Environmentalists stung by Obama

Published 5:00 am Sunday, September 4, 2011

Obama announced Friday that his administration was backing off the Environmental Protection Agency's proposed regulations for stricter ozone pollution standards.

For environmental groups, it was the final hard slap that brought a long-troubled relationship to the brink.

In late August, the State Department gave a crucial go-ahead on a controversial pipeline to bring tar sands oil from Canada to the Gulf Coast. Then on Friday, leading into the holiday weekend, the Obama administration announced without warning that it was walking away from stricter ozone pollution standards that it had been promising for three years and instead sticking with Bush-era standards.

John Walke, clean air director of the Natural Resources Defense Council, an advocacy group based in New York, likened the ozone decision to a “bomb being dropped.”

Walke and representatives of other environmental groups saw the president’s actions as brazen political sellouts to business interests and the Republican Party, which regards environmental regulations as job killers and a brick wall to economic recovery.

The question for environmentalists became: What to do next?

“There is shock and chaos here,” Walke said, “so I do not know. I can’t answer that question.” But he added that his group would resume a smog lawsuit against the government that it had dropped because it had been lulled into believing that this administration would enact tougher regulations without being forced to do so by the courts.

Political analysts watching the Obama administration’s pullback from the environmental agenda this past month say that in the current climate there is little chance that environmentalists or their allies will ever side with the Republicans. After all, the Republican-led House of Representatives has been aggressively moving to curtail protections for endangered species and regulations for clean air and water, and most of the Republican presidential candidates have been intensely critical of any government effort to address climate change.

Still, they say, the president could face political repercussions in subtler but nevertheless corrosive ways: from losing volunteer enthusiasm to tying up his allies in fights with him instead of with his enemies.

“Energy from part of the base will now be directed at communicating with the White House and not with the public about the administration’s record,” said Daniel Weiss, director of climate strategy at the Center for American Progress, a liberal research group with close ties to the White House.

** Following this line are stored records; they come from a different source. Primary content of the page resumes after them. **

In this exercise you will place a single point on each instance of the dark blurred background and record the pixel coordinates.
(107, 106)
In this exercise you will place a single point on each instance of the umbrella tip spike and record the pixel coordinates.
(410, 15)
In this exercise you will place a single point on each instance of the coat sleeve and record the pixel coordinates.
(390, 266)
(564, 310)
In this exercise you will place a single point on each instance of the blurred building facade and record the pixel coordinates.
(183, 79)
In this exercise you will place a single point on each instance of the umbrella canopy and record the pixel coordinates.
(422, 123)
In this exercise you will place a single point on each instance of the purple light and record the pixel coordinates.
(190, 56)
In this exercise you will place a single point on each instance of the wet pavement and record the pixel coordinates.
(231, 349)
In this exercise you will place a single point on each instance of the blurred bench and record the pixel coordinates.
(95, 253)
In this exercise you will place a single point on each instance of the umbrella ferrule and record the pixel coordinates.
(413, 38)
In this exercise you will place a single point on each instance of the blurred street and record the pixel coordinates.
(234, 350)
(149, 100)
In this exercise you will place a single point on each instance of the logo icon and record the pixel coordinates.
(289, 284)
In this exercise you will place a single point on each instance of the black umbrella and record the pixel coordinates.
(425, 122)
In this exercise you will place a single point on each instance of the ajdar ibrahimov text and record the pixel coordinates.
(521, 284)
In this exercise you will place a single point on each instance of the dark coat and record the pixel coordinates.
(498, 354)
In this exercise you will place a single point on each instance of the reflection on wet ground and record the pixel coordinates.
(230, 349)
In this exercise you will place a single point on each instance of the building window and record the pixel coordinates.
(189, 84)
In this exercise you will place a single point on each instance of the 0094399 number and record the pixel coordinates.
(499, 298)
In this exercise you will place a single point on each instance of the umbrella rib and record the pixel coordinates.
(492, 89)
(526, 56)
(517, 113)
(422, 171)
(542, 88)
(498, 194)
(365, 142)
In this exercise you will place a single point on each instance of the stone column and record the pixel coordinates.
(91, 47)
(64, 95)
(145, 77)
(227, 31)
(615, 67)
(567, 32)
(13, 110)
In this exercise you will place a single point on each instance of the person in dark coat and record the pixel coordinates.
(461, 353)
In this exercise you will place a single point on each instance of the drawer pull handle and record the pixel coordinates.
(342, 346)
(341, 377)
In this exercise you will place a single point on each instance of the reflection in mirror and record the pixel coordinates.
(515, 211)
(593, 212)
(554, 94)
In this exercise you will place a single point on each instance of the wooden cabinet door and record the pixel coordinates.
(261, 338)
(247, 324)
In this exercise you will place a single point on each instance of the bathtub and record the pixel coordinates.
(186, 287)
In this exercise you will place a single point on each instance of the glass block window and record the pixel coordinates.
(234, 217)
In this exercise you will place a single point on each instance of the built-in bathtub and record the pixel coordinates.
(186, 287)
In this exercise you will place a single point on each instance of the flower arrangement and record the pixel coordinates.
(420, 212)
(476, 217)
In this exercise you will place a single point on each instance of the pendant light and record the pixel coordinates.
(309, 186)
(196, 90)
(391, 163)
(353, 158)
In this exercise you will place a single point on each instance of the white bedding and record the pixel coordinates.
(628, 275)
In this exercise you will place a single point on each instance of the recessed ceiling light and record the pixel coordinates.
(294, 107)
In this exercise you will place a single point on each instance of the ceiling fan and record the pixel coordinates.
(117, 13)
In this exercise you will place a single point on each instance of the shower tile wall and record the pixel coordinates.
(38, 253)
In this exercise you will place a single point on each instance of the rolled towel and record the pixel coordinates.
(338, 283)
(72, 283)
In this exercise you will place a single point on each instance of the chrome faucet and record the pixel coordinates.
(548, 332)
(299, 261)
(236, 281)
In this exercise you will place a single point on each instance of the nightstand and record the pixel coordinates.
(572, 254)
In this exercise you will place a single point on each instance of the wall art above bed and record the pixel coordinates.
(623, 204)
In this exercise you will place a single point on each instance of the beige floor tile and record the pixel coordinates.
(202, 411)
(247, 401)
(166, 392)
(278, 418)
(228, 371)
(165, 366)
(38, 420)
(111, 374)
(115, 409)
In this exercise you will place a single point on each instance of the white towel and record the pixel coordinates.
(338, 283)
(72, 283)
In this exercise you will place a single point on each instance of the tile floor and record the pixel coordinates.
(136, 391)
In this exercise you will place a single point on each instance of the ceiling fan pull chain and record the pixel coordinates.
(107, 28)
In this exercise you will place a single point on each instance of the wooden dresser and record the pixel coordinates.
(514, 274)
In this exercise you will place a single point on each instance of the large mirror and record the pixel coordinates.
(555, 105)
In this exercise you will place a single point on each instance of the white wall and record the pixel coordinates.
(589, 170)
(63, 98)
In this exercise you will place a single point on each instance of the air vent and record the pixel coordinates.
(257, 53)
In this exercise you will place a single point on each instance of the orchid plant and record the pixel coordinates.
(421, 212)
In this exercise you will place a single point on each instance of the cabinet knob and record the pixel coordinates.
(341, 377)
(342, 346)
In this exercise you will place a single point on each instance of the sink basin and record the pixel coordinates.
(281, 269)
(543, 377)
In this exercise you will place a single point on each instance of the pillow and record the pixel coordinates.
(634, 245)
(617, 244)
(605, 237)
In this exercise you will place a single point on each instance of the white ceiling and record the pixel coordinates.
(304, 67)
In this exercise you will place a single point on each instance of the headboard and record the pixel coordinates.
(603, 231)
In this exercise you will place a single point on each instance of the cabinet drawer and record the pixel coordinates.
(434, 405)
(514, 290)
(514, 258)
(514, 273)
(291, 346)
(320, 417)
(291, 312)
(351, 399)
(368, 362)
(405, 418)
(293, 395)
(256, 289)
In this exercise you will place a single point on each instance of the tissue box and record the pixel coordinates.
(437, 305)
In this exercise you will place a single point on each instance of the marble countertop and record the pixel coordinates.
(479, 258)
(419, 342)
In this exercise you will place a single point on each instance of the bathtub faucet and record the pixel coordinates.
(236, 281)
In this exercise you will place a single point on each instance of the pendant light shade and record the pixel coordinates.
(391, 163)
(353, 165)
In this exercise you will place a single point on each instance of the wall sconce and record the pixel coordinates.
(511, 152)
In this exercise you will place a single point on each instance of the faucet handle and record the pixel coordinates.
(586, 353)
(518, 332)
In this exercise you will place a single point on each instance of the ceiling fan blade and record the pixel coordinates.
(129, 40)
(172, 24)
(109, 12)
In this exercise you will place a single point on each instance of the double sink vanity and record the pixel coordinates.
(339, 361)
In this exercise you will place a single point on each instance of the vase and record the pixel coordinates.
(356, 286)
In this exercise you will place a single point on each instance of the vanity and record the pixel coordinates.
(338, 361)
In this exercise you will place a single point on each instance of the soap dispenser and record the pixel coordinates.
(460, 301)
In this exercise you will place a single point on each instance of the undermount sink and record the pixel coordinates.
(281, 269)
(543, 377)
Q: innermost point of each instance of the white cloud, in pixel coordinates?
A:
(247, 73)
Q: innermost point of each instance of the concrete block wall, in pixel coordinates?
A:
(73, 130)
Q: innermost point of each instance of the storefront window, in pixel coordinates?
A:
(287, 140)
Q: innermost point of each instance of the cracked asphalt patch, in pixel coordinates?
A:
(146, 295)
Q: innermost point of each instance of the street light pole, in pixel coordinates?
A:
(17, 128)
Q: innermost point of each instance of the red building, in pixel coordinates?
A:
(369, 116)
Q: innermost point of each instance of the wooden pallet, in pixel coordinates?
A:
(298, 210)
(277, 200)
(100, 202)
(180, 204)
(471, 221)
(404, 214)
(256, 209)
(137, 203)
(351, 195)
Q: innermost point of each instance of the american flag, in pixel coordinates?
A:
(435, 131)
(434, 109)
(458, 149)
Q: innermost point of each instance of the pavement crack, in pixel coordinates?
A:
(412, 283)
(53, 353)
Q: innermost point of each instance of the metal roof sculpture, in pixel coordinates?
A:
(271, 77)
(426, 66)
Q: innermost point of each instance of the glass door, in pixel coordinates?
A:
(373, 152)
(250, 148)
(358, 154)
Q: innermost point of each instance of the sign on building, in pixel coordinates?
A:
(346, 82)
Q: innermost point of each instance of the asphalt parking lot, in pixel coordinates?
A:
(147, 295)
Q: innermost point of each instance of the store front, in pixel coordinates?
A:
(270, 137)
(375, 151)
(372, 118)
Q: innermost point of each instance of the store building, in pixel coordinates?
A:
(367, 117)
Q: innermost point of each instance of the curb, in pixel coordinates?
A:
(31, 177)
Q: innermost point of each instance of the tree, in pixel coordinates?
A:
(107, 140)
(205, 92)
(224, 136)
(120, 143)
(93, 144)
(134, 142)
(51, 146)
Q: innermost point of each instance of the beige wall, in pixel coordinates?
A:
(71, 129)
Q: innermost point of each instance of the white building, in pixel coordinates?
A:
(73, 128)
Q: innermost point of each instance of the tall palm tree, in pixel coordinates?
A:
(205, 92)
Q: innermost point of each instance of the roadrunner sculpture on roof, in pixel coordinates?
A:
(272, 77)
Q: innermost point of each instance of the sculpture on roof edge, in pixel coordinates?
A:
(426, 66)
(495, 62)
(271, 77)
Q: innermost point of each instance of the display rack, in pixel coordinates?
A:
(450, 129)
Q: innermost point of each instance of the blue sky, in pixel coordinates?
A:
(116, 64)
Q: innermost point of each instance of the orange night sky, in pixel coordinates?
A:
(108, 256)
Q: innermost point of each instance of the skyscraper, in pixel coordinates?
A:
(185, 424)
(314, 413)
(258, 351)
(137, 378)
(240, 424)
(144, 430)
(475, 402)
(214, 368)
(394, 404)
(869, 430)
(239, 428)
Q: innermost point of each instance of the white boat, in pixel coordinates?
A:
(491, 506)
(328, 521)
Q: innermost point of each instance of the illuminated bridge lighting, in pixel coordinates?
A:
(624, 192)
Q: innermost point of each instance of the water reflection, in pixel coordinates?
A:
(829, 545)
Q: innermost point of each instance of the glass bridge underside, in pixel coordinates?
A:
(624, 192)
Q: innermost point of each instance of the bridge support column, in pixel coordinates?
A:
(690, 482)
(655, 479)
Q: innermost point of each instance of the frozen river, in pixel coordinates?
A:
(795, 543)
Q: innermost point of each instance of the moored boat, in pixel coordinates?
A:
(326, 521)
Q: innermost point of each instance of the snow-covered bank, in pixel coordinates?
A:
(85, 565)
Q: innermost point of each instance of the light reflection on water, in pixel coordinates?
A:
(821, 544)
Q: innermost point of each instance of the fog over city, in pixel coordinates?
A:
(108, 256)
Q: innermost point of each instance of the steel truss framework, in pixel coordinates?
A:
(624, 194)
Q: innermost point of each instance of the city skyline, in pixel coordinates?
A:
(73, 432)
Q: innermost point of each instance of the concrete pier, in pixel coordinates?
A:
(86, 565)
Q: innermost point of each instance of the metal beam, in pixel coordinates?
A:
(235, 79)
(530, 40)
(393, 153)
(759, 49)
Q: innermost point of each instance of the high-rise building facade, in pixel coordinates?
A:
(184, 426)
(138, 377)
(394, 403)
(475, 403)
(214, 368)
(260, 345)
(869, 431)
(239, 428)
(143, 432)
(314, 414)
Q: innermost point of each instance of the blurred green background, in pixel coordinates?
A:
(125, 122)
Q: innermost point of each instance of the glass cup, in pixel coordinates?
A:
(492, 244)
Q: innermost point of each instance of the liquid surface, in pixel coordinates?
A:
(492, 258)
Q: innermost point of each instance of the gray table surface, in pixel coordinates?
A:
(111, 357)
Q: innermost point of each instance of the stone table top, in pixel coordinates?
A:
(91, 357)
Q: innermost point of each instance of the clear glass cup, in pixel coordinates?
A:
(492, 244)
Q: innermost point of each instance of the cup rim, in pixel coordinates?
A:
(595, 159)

And Justin Ruben, executive director of MoveOn.org, a 5-million-member online progressive political organization that played a significant role in President Barack Obama’s election in 2008, said he was sure that his members would be deflated.

“How are our members in Ohio and Florida who pounded the pavement in 2008 going to make the case for why this election matters?” Ruben said. “Stuff like this is devastating to the hope and passion that fuels the volunteers that made the president’s 2008 campaign so unique and successful.”

Anthony Leiserowitz, director of the Yale Project on Climate Change Communication, who does extensive work on public perception and the environment, said the real threat to the president’s reputation stemming from the ozone decision went far beyond environmentalists.

“It could play into an emerging narrative in his own party that he is caving too quickly to Republican pressure,” Leiserowitz said. “It is a dangerous narrative in your own base because it cuts down on enthusiasm and it is a narrative that his opponents will pick up on.”